What are the real world uses for SAT solvers?

Question

Why somebody would use SAT solvers (Boolean satisfiability problem) to solve their real world problems?

Are there any examples of the real uses of this model?

Answer 1

One actual example of SAT solvers is finding the set of compatible package versions in python conda package manager.

(see, for example, https://www.anaconda.com/blog/understanding-and-improving-condas-performance)

The practical applications of SAT solvers involve as well (see http://www.carstensinz.de/talks/RISC-2005.pdf):

• Product Configuration
• Hardware Verification
• Bounded Model Checking
• (Hardware) Equivalence Checking
• Asynchronous circuit synthesis (IBM)
• Software-Verification
• Expert system verification
• Planning (air-traffic control, telegraph routing)
• Scheduling (sport tournaments)
• Finite mathematics (quasigroups)
• Cryptanalysis

Answer 2

Instead of talking about just SAT solvers, let me talk about optimization in general. Many economic problems can be cast as optimization problems: for example, FedEx may have a list of packages and the destinations for those packages, and must decide which packages to put on which trucks, and what order to deliver those packages in.

If you write out a mathematical description of this problem, there are a truly stunning number of possible solutions, and a well-defined way to evaluate which of two solutions is better. A solver is an algorithm that will evaluate a solution, come up with another solution, and then evaluate that one, and so on.

In small cases and simple problems, the solver can also terminate with a proof that it is actually the best solution possible. But typically instead the solver just reports "this is the best solution that I've seen," and that's used. An improvement in the solver means you can reliably get lower-cost solutions than you were seeing before.

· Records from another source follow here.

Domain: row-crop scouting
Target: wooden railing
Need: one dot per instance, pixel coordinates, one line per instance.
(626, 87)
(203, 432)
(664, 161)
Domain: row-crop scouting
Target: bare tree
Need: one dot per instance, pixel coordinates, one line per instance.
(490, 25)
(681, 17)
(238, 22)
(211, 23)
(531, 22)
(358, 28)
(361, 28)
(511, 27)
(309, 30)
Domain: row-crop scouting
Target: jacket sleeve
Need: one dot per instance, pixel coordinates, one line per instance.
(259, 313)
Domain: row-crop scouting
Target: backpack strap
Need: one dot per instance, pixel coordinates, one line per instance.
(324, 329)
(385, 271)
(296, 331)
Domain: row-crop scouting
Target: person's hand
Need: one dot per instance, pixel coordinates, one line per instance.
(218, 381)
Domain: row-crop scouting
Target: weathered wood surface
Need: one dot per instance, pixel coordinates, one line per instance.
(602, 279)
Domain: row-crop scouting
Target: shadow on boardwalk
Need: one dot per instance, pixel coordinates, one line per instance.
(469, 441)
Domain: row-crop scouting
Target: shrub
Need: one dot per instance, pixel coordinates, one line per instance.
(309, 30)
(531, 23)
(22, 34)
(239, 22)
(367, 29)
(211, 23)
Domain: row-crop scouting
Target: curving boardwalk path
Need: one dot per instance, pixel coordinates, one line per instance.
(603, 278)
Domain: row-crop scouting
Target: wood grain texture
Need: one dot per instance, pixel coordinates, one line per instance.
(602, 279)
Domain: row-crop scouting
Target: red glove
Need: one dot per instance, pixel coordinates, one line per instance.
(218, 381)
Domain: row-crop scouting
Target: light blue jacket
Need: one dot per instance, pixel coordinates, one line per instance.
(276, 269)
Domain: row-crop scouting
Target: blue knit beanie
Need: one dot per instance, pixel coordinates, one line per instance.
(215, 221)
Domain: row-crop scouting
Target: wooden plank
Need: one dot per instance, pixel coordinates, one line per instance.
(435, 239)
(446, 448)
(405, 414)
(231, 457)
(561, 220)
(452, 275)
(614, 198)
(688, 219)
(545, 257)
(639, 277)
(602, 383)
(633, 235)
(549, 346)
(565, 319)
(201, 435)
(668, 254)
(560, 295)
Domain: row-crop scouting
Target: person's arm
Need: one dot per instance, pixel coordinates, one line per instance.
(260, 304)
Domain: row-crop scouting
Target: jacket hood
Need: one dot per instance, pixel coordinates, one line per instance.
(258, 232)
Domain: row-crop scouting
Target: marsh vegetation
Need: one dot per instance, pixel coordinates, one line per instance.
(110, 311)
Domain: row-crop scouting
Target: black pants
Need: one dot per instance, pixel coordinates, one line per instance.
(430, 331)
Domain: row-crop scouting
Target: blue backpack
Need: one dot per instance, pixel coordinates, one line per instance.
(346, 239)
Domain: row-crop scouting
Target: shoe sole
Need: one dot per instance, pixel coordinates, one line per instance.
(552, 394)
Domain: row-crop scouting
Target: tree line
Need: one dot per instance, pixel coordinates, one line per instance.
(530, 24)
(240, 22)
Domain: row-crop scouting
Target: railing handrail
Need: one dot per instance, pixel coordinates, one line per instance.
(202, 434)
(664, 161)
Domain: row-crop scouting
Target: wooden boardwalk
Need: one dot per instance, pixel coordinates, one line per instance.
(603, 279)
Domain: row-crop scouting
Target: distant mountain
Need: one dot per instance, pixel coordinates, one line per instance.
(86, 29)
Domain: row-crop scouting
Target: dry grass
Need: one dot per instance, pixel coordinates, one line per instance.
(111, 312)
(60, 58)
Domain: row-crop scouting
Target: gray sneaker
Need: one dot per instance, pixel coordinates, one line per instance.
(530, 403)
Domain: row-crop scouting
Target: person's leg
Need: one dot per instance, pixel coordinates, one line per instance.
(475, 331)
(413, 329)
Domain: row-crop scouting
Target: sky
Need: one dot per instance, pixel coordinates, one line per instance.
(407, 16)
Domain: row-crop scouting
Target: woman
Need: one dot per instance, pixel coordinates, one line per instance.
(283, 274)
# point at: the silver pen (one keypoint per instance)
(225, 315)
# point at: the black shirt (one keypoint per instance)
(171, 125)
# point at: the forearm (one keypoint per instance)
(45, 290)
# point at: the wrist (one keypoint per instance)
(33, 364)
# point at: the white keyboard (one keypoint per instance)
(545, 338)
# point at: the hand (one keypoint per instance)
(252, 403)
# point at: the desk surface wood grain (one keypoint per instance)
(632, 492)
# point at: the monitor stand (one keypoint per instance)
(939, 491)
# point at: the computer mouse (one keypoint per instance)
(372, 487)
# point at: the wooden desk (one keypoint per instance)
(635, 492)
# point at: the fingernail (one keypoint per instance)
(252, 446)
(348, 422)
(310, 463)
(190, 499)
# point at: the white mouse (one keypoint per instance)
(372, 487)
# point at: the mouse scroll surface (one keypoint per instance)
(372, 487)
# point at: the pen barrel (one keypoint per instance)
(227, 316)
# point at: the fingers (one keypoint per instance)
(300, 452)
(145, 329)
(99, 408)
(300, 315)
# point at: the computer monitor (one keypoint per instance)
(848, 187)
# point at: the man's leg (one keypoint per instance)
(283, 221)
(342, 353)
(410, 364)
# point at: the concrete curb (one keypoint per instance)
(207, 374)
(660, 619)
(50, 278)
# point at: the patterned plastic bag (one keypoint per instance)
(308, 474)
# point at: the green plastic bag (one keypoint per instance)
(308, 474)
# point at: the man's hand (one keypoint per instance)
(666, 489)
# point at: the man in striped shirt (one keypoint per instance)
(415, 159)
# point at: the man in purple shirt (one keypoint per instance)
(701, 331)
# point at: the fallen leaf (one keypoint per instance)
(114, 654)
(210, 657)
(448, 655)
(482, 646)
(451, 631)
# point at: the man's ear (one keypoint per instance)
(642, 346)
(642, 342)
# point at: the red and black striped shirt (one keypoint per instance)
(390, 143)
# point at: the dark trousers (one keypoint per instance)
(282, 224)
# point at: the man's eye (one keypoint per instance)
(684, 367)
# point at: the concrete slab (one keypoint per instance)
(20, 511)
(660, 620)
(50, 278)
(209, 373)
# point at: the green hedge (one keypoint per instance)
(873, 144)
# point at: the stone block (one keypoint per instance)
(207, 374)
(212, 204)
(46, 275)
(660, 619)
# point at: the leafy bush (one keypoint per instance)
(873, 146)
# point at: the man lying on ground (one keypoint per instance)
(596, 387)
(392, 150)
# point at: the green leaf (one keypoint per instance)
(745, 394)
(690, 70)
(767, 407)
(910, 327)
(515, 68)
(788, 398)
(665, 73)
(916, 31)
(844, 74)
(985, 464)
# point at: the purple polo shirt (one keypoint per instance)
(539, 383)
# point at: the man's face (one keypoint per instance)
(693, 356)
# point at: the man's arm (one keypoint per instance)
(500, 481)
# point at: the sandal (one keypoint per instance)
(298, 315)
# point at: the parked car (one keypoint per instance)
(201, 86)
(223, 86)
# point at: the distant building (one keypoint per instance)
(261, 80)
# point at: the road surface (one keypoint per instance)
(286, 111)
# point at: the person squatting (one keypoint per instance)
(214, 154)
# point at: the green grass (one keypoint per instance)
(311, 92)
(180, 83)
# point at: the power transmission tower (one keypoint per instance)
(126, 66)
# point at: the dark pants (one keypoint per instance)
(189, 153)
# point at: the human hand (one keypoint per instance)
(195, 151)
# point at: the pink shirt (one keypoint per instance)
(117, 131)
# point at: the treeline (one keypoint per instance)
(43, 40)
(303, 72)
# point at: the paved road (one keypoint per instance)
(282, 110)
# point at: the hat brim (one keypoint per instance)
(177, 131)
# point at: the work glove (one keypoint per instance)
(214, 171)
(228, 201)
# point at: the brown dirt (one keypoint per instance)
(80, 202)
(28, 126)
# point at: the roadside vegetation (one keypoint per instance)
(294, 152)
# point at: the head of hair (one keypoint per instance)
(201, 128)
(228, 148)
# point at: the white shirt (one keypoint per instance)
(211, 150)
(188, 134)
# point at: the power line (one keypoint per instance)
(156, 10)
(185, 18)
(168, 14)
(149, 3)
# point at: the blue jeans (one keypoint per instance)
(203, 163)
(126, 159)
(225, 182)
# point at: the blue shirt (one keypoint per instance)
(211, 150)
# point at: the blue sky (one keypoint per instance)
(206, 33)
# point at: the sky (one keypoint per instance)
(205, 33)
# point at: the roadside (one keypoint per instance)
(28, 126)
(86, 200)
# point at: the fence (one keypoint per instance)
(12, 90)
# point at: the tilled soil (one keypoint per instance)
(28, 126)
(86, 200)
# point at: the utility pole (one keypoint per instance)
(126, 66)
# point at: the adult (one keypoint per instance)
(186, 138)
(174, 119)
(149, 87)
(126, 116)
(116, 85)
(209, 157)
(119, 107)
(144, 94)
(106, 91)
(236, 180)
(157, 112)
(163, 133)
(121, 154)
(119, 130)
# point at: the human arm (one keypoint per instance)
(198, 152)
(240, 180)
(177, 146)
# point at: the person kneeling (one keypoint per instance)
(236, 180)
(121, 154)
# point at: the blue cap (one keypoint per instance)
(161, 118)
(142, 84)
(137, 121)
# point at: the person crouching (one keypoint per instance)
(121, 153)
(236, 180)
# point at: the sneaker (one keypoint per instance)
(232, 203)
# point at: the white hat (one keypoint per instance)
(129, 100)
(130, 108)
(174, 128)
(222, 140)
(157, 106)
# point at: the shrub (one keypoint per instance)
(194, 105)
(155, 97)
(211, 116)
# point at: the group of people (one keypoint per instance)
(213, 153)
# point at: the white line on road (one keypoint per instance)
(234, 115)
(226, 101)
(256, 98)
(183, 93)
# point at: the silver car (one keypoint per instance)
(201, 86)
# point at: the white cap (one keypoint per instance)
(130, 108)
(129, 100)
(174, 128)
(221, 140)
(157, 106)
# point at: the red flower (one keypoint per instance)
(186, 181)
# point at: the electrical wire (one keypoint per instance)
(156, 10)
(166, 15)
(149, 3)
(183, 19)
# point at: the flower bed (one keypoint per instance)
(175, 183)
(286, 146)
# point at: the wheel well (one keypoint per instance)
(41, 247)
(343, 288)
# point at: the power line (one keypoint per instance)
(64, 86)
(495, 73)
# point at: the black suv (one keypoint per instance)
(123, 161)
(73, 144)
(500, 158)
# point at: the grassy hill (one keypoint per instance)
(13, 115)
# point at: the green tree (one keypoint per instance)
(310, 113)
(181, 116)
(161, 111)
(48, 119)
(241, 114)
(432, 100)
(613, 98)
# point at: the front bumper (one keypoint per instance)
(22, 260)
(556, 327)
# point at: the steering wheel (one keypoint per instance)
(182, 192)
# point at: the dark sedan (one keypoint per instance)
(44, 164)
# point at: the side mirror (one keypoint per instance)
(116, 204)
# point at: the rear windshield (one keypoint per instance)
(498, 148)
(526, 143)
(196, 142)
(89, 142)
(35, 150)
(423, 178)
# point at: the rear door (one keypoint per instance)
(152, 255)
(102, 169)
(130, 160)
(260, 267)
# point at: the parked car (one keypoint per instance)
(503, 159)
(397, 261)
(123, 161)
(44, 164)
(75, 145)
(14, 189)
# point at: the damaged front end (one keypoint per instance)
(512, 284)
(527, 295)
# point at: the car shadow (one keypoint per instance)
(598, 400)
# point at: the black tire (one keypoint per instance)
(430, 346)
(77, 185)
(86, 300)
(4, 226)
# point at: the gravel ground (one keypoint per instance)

For the SAT problem specifically, the Wikipedia page on SAT gives some examples:

Since the SAT problem is NP-complete, only algorithms with exponential worst-case complexity are known for it. In spite of this, efficient and scalable algorithms for SAT were developed over the last decade[when?] and have contributed to dramatic advances in our ability to automatically solve problem instances involving tens of thousands of variables and millions of constraints (i.e. clauses).[1] Examples of such problems in electronic design automation (EDA) include formal equivalence checking, model checking, formal verification of pipelined microprocessors,[12] automatic test pattern generation, routing of FPGAs,[14] planning, and scheduling problems, and so on. A SAT-solving engine is now considered to be an essential component in the EDA toolbox.